In order to verify the origin of the call, and make sure it is from Copyleaks, you can use the below methods. You can also use more than one method for extra safety precautions.

Whitelist Copyleaks Server IPs

Requests from the Copyleaks servers are coming from specific IP ranges. As a security measure, you can whitelist our server addresses in order to:

In order to get the latest Copyleaks IP list, send the following REST API call:

GET https://api.copyleaks.com/v1/security/servers/ips

The IP addresses in the list are presented in the CIDR form. It may also contain IP addresses in IPv6 form. Make sure you are ready for both options.

Warning

This list is dynamic and can be changed from time to time, please make sure you have an automated scheduled job that will update your environment on a daily basis.

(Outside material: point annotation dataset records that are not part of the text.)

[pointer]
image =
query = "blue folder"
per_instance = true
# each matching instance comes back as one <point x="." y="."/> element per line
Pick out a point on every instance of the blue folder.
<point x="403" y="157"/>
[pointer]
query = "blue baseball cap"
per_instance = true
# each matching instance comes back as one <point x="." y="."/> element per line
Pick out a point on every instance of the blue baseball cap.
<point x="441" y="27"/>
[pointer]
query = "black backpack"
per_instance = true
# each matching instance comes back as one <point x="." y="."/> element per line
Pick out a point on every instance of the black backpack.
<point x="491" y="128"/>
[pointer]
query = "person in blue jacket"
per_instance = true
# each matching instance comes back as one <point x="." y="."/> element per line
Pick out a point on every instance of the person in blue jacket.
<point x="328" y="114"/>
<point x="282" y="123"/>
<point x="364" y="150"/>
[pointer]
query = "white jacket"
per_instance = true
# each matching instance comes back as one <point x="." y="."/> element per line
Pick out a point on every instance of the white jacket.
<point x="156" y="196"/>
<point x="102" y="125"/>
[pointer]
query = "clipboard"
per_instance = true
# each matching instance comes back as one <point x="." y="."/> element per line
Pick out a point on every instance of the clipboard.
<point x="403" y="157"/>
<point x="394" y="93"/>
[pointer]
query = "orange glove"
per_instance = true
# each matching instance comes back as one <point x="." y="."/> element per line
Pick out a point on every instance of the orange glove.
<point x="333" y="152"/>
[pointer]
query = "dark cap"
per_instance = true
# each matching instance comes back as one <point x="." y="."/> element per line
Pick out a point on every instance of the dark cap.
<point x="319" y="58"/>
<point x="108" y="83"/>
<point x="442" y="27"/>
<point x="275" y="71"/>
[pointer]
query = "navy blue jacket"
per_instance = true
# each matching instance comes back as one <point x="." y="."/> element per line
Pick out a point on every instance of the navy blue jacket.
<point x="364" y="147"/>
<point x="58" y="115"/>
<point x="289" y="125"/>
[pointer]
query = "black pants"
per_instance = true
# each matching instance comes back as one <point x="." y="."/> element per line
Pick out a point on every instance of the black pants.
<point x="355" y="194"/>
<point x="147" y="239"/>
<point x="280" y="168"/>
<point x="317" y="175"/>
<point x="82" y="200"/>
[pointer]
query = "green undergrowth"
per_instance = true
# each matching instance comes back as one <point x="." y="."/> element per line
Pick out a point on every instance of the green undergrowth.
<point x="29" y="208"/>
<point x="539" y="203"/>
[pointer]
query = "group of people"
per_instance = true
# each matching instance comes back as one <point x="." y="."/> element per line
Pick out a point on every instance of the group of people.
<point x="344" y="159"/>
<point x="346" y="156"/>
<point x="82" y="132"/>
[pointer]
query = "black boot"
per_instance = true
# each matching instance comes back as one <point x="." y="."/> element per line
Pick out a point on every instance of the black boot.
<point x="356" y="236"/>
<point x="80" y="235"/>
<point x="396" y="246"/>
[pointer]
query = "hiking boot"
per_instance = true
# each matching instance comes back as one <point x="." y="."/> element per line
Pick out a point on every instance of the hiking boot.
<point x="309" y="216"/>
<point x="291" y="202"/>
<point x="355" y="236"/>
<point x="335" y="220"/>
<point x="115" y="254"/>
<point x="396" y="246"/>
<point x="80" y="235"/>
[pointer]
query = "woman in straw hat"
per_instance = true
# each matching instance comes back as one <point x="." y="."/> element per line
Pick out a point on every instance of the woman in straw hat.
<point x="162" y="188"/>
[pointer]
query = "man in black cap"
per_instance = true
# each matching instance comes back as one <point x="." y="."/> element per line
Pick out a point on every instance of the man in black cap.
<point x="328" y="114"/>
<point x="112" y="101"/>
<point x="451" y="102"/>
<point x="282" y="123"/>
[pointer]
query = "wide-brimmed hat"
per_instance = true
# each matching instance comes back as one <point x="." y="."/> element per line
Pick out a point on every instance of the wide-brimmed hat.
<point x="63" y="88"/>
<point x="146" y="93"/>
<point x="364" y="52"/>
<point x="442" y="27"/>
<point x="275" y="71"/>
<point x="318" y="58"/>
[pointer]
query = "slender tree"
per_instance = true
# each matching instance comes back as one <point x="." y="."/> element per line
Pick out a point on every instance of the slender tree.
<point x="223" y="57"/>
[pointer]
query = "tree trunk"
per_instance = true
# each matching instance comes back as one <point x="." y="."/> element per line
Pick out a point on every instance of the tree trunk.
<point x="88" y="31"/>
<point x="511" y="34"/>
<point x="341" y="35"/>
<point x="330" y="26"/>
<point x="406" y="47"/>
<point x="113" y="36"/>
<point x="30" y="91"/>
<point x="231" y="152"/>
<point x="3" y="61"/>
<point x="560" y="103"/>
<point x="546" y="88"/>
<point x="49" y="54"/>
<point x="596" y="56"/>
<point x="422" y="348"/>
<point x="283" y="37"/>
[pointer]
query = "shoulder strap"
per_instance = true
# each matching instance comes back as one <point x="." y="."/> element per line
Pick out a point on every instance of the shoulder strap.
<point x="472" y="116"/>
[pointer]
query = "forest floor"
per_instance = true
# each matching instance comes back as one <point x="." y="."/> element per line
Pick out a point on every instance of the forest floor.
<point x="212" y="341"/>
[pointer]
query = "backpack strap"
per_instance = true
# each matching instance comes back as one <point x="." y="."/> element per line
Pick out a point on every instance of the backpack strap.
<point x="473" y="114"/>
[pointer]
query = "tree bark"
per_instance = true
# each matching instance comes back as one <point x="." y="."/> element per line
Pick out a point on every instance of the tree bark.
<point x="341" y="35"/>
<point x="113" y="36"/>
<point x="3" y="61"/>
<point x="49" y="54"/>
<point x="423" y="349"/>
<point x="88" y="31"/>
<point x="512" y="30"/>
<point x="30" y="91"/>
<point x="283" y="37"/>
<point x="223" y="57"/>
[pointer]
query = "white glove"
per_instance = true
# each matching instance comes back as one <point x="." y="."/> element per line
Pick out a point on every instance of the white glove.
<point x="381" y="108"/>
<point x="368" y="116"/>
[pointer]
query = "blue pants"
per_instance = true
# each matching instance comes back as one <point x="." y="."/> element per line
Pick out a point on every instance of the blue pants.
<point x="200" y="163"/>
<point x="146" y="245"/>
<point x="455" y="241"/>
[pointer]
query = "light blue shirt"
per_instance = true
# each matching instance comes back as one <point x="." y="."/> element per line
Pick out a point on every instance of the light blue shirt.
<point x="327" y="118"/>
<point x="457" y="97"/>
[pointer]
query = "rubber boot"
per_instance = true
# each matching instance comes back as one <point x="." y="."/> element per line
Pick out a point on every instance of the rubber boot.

Authentication Based on HTTPS Client Certificate

Our webhook servers support HTTPS connections with your endpoints. This secure connection ensures that no one can have access to the data we send you. In order to activate this secure mode, all you have to do is provide an "https" endpoint address when you are submitting your file for a scan.

In order to avoid unauthorized access to the endpoint, Copyleaks uses SSL client certificates to verify the client who uses your endpoint and ensure it is actually Copyleaks. You can also use a self-signed certificate.

To get our live SSL client certificate thumbprints, send this REST API call:

GET https://api.copyleaks.com/v2/security/client-certificates

Important

In order to activate this authentication method, you will need to provide the "https" endpoint that supports SSL. Non-secured (HTTP) connection does not support this feature.

Warning

This list is dynamic and can be changed from time to time, please make sure you have an automated scheduled job that will update your environment on a daily basis.

Authentication Based on DeveloperPayload

Another option to avoid unauthorized access is to use the properties.developerPayload field. Simply set the field value to a string that only you know. Then, when you receive the webhook to your endpoint, you can compare the actual field value to the expected one. For extra security, the secret string can also be encrypted with a key, only known to you.